Dix ou onze albums (si l’on compte Estrela Mágica avec Winter), Triptides publie à intervalle régulier des albums, toujours soigné. La discographie est désormais dense ! Pour autant, le groupe de Glenn Brigman (seul membre permanent depuis les débuts) a toujours l’étincelle, une capacité à nous surprendre.

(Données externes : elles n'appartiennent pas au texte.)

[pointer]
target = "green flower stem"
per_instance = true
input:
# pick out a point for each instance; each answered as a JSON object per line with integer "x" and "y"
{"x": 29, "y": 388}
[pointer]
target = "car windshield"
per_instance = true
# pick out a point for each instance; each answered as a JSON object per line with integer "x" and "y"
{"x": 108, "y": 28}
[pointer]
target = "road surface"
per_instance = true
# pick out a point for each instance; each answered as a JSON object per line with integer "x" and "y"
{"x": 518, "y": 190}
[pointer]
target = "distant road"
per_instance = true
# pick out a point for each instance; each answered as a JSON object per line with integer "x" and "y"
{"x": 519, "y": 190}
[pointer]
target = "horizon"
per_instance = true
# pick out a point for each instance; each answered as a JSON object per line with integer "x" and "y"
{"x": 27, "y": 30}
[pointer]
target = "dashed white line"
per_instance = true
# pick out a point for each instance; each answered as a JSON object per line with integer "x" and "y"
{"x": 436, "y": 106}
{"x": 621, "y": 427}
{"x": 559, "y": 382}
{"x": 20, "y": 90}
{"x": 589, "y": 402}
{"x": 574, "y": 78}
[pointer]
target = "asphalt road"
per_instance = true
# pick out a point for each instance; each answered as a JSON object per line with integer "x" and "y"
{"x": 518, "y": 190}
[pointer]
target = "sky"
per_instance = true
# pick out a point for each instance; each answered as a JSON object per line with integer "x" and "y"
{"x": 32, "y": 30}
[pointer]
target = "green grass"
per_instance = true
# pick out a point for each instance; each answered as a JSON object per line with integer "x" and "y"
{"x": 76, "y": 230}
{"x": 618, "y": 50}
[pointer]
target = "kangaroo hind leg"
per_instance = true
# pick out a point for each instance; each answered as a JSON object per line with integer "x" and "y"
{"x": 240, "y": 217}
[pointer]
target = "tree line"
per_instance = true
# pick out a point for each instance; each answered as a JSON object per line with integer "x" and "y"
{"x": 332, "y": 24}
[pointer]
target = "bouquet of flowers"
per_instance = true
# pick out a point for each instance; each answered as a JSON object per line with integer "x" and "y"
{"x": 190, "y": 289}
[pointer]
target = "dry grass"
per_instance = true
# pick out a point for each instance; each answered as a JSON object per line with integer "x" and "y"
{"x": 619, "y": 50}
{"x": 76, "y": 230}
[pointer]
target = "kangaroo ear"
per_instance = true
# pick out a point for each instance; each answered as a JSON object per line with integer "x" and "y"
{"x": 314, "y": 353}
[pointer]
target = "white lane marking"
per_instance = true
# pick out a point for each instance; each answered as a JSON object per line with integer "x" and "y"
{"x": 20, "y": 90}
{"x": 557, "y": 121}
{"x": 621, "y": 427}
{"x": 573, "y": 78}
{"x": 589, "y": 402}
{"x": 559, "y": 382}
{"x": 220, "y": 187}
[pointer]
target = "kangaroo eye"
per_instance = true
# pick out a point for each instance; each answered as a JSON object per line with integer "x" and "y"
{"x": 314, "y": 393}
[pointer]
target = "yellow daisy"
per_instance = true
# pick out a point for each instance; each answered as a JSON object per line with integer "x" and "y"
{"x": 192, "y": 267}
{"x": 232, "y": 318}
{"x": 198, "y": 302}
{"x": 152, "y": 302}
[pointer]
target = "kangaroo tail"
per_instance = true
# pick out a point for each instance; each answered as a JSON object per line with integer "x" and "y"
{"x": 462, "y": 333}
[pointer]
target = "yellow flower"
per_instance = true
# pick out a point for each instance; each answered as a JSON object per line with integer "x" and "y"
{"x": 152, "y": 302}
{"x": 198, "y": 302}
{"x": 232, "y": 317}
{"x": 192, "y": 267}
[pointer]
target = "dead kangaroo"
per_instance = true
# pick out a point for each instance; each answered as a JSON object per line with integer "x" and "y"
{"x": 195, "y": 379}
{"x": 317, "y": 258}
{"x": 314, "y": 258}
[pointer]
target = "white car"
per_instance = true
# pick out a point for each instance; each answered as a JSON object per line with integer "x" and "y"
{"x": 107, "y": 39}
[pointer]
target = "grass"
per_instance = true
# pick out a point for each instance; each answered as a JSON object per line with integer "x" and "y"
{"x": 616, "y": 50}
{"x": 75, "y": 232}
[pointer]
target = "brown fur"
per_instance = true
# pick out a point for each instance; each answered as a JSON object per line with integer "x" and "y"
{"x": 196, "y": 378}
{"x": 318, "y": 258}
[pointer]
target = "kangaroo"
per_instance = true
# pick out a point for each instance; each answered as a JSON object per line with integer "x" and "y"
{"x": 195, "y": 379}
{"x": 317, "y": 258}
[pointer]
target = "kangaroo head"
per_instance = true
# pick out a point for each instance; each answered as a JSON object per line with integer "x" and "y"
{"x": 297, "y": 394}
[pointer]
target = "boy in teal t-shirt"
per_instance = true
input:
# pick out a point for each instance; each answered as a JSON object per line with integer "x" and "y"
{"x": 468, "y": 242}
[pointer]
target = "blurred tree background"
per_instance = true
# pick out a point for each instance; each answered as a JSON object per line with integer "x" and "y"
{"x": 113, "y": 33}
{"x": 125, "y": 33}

Certes Triptides fait du Triptides, mais les Californiens font subtilement évoluer leur musique à chaque livraison.

Après deux albums chez Curation Records, So Many Days en 2022 et Starlight en 2023, Triptides rejoint un autre label américain: Label 51 Recordings. Ces derniers semblent particulièrement actifs pour proposer des disques (rééditions et nouveautés) liés à la scène paisley underground (Rain Parade, Sid Griffin des Long Ryders, Dream Syndicate, Vicki Peterson des Bangles) et powerpop (Chis Stamey et Peter Holsapple des dB’s). Cette nouvelle maison sied très bien à la pop de Triptides. Comme ses aînés, Glenn Brigman a développé un goût pour les années 60 qu’il s’attache à exalter dans sa musique.

Shapeshifter n’est pas pour autant un album hommage ou pastiche. Bien sûr, Triptides est dépositaire (parmi d’autres) de l’héritage des Nuggets, mais il ne cherche jamais à mimer les autres. Ce nouvel album emmène même la formation dans le soft rock seventies de Jackson Browne, Todd Rundgren ou James Taylor. Les guitares laissent ainsi un peu plus de place aux pianos électriques et autres synthétiseurs. Ces intentions, déjà perceptibles dans Starlight, prennent ici pleinement corps, pour notre plus grand plaisir. Le groupe déroule un disque impeccable sur un tempi modéré. Par certains aspects, cette nonchalance convoque Azur (2015), le morceau titre (Shapeshifter) offre en effet une suite à Not Mine ou Over. Shapeshifter est en tout cas un album aéré où l’on a le temps de se laisser porter par son ambiance. Il ne nous presse pas: nous prenons le temps d’apprécier.

Dès More Than A Friend, nous retrouvons l’élégance des compositions de Glenn Brigman. Connection s’aventure dans un krautrock poppy enjoué quand l’introduction de 5 AM donne le change à Get Out of My Life Woman de Lee Dorsey. Stephen Burns assure le chant d’Altered Vision, un morceau psychédélique et mélancolique. How Could It Be Too Late? est une nouvelle petite merveille du répertoire (déjà riche) de Triptides. C’est délicat, léger mais jamais tarte, tout en finesse. Triptides est vraiment un groupe précieux quand on prend le temps de l’écouter !

Derrière sa magnifique pochette Science Fiction (comme une suite de Visitors ?), Shapeshifter est un des albums les plus enthousiasmants de Triptides, ces dernières années. Album cohérent, arrangé avec goût, il déroule une collection de chansons attachantes, gracieuses et aérées. Un très joli disque.